Published on Tuesday, December 11, 2018

In my recent project, I'm providing some integration services (APIs) that are used by the web application to fetch data from source systems. This is a legacy project that I inherited. To be honest, this was a PoC and we all know how PoCs are developed and very often continue to be used in production. That is why I have been rewriting/refactoring this codebase (I even tweeted about this a while ago) in every sprint to improve the code quality and cleaning up a lot of code. Since I don't have a proper code coverage for all the source code, I'm always concerned when I'm continuously developing and refactoring this codebase.

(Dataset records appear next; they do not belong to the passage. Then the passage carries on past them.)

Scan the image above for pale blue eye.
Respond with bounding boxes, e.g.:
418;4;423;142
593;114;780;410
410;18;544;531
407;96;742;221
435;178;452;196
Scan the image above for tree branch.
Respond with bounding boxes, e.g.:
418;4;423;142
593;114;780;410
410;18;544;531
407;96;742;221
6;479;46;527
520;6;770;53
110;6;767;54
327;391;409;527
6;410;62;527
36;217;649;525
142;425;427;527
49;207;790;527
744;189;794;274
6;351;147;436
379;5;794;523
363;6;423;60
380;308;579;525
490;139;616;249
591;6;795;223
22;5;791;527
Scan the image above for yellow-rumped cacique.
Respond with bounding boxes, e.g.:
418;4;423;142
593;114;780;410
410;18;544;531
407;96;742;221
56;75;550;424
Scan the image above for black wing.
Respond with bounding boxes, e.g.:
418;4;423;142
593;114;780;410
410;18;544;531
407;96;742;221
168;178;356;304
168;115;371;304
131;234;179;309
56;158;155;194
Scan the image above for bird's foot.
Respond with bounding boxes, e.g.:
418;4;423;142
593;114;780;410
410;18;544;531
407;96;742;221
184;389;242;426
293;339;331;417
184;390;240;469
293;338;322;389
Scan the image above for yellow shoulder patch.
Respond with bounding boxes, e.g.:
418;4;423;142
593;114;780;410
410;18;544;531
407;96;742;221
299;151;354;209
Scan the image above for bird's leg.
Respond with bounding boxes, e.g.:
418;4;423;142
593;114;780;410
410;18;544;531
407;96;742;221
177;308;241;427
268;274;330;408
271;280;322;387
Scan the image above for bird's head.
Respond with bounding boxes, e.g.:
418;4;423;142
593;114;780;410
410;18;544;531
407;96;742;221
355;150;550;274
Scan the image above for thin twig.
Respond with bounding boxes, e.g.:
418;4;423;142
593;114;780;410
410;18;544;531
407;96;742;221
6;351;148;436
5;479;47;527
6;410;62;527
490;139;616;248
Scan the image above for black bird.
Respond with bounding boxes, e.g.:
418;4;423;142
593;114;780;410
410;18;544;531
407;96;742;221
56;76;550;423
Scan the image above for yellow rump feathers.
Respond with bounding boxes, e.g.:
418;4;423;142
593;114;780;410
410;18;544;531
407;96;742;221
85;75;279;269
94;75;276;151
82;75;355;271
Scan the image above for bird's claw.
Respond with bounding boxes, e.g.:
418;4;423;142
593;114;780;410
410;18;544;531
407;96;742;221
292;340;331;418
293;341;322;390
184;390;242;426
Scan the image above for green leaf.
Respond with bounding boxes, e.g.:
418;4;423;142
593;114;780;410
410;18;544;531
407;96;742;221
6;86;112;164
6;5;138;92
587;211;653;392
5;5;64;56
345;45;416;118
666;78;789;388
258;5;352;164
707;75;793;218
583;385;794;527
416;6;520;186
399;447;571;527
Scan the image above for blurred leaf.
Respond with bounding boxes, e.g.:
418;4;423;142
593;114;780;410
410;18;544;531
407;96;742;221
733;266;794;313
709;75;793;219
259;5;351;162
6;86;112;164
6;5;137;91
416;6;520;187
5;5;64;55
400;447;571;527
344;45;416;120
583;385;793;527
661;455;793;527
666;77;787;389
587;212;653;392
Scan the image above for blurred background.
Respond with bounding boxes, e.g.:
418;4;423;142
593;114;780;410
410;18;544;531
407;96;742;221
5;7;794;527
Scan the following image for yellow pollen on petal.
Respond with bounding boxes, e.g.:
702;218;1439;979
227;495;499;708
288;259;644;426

I'm often concerned (rightfully so) that I'll break my API and will eventually bring down the system due to some stupid mistake.  But until I can have a good enough code coverage I want to be confident that I'm not breaking my APIs whenever I'm pushing a new release to production. Now I've taken quite a lot of steps over past few months (from having proper CI/CD pipeline to having slots support to have the availability for new releases etc) to clean up the codebase and continue to have my services up-and-running, one thing I'm particularly excited about is Postman.

If you are involved in RESTful API development, chances are you are already aware of Postman or atleast have heard of it. But in case this is the first time you heard about the tool, I'll give you a very quick intro about it. 

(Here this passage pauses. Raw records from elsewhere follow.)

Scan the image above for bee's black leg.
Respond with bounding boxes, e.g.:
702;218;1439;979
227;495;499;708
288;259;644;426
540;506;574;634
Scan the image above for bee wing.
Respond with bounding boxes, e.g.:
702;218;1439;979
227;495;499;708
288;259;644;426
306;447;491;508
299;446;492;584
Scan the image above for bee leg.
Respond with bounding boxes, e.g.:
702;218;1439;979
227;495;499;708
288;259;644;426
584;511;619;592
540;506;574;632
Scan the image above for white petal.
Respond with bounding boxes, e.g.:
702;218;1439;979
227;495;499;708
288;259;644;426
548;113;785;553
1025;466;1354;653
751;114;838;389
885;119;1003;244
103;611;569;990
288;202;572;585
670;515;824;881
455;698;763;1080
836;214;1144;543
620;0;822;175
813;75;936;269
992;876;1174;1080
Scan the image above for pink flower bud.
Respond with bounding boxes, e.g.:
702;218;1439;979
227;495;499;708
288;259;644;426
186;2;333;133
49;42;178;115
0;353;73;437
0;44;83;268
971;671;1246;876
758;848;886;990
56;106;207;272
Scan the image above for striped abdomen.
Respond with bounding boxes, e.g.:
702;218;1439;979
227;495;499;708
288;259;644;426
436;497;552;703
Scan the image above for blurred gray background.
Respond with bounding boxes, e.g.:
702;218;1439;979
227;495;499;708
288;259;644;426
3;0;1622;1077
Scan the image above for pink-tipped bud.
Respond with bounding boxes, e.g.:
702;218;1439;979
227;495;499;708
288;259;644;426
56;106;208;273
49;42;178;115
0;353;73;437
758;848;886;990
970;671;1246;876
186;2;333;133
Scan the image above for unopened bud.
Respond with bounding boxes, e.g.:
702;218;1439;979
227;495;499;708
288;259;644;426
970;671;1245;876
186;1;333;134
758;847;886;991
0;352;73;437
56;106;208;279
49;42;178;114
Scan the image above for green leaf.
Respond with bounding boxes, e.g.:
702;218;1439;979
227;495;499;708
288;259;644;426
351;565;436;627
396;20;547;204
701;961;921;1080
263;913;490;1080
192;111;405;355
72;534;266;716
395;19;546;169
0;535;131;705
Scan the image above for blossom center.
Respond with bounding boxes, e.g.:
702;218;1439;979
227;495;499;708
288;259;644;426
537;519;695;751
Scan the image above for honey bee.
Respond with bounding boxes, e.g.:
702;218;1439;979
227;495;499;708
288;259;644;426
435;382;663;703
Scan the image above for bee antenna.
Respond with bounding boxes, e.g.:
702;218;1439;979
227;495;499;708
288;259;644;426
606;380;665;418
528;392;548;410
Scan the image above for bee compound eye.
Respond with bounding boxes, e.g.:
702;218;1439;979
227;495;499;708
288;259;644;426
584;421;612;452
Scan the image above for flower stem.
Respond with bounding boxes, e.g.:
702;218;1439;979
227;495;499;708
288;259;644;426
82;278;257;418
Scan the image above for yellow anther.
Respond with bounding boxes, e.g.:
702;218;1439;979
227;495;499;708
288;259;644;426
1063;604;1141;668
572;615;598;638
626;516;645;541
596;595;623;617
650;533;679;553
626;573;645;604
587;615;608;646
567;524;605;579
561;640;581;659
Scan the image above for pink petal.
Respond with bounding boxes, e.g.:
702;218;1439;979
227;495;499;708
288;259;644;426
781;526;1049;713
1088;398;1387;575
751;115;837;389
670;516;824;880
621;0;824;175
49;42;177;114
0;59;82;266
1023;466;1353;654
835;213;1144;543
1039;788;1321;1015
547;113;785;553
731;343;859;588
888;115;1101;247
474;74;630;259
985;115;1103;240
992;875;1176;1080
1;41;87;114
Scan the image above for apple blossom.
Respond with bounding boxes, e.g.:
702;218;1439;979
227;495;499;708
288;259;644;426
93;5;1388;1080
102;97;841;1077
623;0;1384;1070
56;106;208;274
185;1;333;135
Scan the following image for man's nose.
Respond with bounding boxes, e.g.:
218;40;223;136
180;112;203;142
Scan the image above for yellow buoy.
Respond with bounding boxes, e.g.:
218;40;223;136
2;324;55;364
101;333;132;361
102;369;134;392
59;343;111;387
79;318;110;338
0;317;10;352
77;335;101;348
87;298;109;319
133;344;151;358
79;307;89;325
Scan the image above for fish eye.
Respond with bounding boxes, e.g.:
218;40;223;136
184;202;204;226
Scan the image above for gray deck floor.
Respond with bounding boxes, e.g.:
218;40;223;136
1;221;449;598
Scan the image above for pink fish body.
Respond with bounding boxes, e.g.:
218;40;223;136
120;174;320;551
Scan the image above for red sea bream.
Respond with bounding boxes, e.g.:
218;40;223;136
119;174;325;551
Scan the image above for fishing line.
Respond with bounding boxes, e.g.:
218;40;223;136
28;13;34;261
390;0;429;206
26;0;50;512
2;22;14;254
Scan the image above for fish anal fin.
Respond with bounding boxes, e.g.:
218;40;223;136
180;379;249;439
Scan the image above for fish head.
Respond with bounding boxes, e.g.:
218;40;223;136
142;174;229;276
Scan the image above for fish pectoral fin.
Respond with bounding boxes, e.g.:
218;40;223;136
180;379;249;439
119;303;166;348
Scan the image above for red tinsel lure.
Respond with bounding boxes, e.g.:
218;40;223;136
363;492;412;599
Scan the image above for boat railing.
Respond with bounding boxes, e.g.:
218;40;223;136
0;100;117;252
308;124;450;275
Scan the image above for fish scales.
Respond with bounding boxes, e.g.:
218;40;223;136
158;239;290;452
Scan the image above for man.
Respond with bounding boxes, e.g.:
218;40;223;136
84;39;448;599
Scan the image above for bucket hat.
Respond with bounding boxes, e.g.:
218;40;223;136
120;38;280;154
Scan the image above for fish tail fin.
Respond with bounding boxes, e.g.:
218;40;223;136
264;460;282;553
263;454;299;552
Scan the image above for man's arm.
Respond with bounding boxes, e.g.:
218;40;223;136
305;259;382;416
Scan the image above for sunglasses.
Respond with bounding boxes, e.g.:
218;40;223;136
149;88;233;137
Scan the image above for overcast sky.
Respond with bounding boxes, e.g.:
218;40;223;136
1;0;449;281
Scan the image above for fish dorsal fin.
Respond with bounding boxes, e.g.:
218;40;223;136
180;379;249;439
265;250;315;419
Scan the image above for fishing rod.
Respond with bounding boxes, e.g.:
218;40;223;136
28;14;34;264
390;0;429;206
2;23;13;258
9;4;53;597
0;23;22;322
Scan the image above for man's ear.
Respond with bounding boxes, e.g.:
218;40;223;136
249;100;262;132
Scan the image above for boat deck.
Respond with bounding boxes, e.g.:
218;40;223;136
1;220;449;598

"Postman mkes API Development Simple" Postman website

Postman is a powerful HTTP client for testing web services. It makes API development faster, easier and better. You can read more about it on their official website

I've been using postman during my development (testing APIs etc) but for last few weeks, I've started to write integration tests for my APIs so that whenever I'm making any changes or creating a new release (for any environment), I can quickly run the collection and make sure everything is still functioning as expected. 

This is not a replacement for having a proper unit test (with good enough code coverage) but I find it very useful to quickly verify that I haven't broken the core functionality of my solution. 

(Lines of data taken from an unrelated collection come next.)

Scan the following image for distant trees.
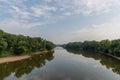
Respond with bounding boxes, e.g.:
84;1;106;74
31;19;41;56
0;30;54;57
64;39;120;57
45;41;55;50
63;42;82;50
82;41;99;51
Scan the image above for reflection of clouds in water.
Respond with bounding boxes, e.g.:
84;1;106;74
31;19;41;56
27;77;43;80
80;76;92;80
55;47;64;50
64;77;72;80
94;63;106;69
17;74;43;80
71;55;106;69
5;73;31;80
21;74;91;80
83;77;91;80
71;54;97;64
4;73;15;80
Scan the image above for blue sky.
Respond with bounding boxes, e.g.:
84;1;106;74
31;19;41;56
0;0;120;44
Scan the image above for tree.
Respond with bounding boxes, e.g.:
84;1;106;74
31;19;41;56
45;41;54;50
99;40;111;53
64;39;120;57
0;29;54;56
0;38;8;54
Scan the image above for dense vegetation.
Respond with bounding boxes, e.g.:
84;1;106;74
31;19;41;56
0;30;54;57
63;39;120;57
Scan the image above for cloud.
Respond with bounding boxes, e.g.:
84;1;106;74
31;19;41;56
54;0;120;15
0;0;119;22
31;7;44;17
9;5;30;19
51;14;120;44
31;5;56;17
44;0;52;3
75;14;120;41
84;0;120;14
0;19;43;34
74;24;120;41
1;0;120;20
0;0;26;4
0;0;31;19
63;12;72;16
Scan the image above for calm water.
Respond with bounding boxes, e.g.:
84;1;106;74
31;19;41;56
1;47;120;80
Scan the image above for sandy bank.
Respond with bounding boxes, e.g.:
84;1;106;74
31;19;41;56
0;50;54;64
0;55;30;64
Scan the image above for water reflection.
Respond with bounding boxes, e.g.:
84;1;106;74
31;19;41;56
66;49;120;75
0;52;54;80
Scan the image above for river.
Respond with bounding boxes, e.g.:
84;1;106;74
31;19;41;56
1;47;120;80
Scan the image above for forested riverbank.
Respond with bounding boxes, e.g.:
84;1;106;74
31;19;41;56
63;39;120;58
0;30;54;57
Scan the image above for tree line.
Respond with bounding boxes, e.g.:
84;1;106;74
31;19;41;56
63;39;120;57
0;30;54;57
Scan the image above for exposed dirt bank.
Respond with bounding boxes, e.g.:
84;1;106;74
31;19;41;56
0;50;54;64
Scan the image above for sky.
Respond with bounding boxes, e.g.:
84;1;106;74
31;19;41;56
0;0;120;44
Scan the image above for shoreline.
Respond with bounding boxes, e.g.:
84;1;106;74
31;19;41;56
0;50;54;64
98;51;120;60
65;48;120;60
103;53;120;60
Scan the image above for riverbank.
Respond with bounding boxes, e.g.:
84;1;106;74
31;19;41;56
97;51;120;60
0;50;54;64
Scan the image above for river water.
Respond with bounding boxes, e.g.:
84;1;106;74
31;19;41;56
1;47;120;80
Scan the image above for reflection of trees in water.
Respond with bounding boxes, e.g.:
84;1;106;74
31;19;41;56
67;49;120;75
0;52;54;80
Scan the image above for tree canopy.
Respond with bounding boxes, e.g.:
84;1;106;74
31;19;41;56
64;39;120;57
0;30;54;57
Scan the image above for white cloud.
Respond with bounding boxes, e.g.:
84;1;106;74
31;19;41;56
0;0;31;19
1;0;120;19
66;16;120;43
83;0;120;15
0;19;43;34
51;14;120;44
31;5;56;17
0;0;26;4
10;5;20;12
63;12;72;16
43;6;56;11
10;5;30;19
44;0;52;3
54;0;120;15
74;24;120;41
31;7;44;17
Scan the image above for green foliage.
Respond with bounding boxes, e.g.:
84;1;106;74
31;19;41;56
82;41;99;51
99;40;111;53
45;41;54;50
0;38;8;53
0;30;4;38
0;29;54;56
64;39;120;57
64;42;82;50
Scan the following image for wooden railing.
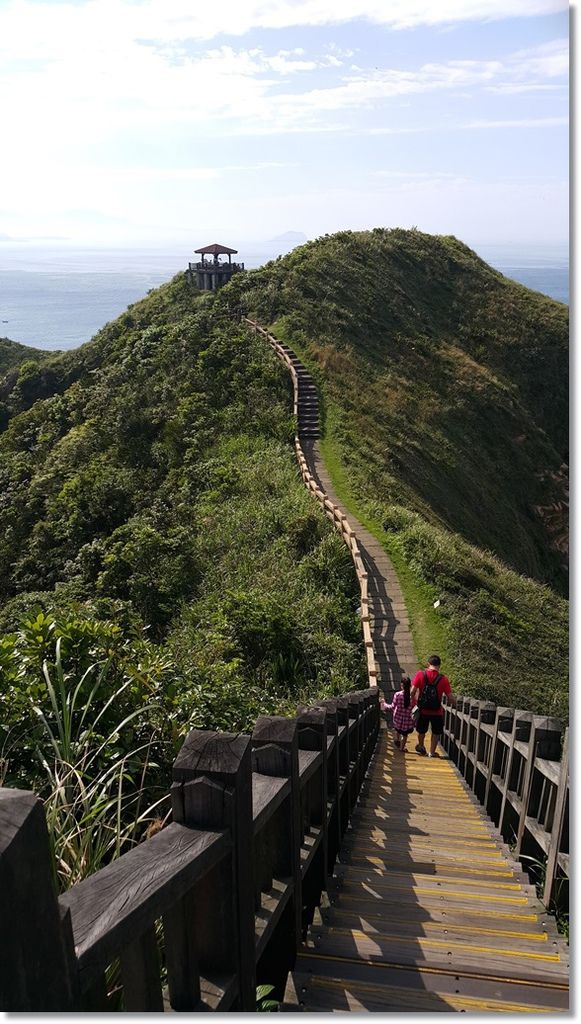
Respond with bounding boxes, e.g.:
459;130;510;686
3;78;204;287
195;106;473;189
0;689;380;1011
442;697;569;907
244;319;377;688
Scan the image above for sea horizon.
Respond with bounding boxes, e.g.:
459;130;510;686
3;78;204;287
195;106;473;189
0;238;569;351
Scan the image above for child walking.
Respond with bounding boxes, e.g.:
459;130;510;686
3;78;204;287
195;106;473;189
381;675;415;752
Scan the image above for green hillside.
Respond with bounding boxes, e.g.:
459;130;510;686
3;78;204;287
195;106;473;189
0;337;52;373
223;228;568;721
0;277;363;876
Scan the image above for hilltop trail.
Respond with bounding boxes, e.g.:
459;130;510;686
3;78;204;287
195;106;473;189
274;333;419;690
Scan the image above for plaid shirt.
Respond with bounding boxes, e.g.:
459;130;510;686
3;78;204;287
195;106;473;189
386;690;415;732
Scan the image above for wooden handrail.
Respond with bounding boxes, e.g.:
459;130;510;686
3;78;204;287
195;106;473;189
442;698;568;909
0;689;380;1011
242;319;378;689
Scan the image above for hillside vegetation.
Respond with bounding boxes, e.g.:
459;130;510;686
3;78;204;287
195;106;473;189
0;337;52;373
0;276;363;884
224;228;568;721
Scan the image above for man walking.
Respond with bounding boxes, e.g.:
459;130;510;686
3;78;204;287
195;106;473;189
411;655;455;757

Here are some features I'm using with Postman for my integration tests

  • Test automation
    • Collections
      • One big collection to run tests for all services in one go
    • Separate collections for each service (API) with calls of each operation that API exposes/supports
    • Extended tests to cover different scenarios
  • Debugging
    •  Pre-script and tests for individual calls
  • Environment variables - to have the possibility to test the APIs towards any environment that I want to test 

Even though I've used quite a few features so far but it doesn't end here. Here is what I have planned to take advantage of other features as I go along. 

  • Integrating postman in my CI/CD (newman) so that I can auto swap my slots for the web application if everything is green
  • Mocking
  • Continue to extend my tests cases to increase coverage

How are you using Postman in your projects? Have you found anything intersting/useful that you would like to share?